The team started preparing for the competition back in September of 2021 by teaching the new members all the rules of Mock Trial. “I think we probably had one of the better years, if not the best year, of the new members picking it up very quickly. It is a lot to learn, there are a lot of different rules, procedures and all that stuff, but the new ones really picked up on it quickly,” Tivnan stated. He continued on by saying, “there is still obviously a lot of work to do, it takes years to learn how to do it, but with the new ones coming in, it was better than expected.”

Graphic by Lauren Mallett.

Dure’s primary goal for this year was to set the team up for success in the coming years. “I wanted to ensure that the sophomores we have would be able to come back and teach the younger people how to conduct themselves in a way that would ensure that we would get further in the tournament, and basically rebuild the team to a point where we could reach the top 16 in the state like we did a couple of years ago.”

Each member played a key role in the trial. “Yasmine, Christelle and Emma went toe to toe with the witnesses, they were awesome. After all the arguments are written and the questions are written and the rules are understood, it does become a performance. You kind of have to deliver it and make it look real and those kids did a really nice job on that,” Tivnan said.

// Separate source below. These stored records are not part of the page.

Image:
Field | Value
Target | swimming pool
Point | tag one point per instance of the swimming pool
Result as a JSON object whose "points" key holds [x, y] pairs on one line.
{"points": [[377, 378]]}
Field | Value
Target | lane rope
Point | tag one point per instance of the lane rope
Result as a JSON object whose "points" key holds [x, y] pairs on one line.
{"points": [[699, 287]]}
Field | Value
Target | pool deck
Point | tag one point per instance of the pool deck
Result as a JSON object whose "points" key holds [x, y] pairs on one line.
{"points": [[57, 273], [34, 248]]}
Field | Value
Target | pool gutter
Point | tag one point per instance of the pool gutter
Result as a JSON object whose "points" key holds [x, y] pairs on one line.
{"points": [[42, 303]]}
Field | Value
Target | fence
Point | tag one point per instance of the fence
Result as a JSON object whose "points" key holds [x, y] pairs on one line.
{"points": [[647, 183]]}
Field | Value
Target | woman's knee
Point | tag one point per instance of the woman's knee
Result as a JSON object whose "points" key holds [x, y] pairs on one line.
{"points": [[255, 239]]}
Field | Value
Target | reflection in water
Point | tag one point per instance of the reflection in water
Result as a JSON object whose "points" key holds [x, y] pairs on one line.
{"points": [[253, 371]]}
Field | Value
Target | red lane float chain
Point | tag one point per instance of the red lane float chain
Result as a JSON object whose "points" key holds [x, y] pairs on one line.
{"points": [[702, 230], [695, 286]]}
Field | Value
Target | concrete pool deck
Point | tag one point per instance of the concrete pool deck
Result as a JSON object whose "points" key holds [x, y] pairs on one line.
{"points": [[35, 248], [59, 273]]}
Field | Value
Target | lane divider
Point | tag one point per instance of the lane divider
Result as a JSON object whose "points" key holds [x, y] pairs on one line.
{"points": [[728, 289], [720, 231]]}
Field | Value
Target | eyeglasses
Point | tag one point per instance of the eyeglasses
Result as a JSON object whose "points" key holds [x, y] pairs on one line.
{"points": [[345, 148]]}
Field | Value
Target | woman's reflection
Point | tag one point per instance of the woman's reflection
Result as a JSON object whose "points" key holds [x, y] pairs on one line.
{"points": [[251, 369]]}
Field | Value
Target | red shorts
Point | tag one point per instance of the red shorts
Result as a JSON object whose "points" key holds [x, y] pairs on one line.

Tivnan felt that “the results were better than I thought, especially after the last two years with COVID. Last year was a total disaster. They did everything they had to do, but we didn't have enough people.”

“Last year we had a lot of seniors leave, like Tonijoy Pimental and Jason Ashworth, and it was kind of hard. I was kind of scared going into this year because we didn't know how many people we were gonna get and how hard we were gonna have to work to catch everyone up,” Dure said. “I think that the sophomores that we got this year were very confident in the way they acted and they honestly went above my expectations and they performed at a level that I did not expect from them and, to be honest, were better than when I was a sophomore myself.”

Dure added that the team was “scattered” last year. “We had only a handful of people to perform and it made things very, very difficult to get everyone together. We had to pull in a lot of people from previous years who technically were not in the class to help out, and then this year again recovering from the fact that we had so few people was difficult in its own way.”

Overall, Tivnan feels good about the team's performance this year. “There was a lot to learn and they did great. I'm looking forward to the future.”

Dure has a similar sentiment: “I'm proud of them. I didn't know what to expect coming in so seeing everyone grow along the way and get better with objections and refine their performance…it was very warm to see everyone do their own thing and get better at their own performance…I think overall the team is in really good hands and I'm really excited to come back in the next couple of years and see these sophomores be seniors and try to get us further on in the competition, maybe to a spot that I personally haven't seen.”

Applications for the 2022-2023 school year have closed.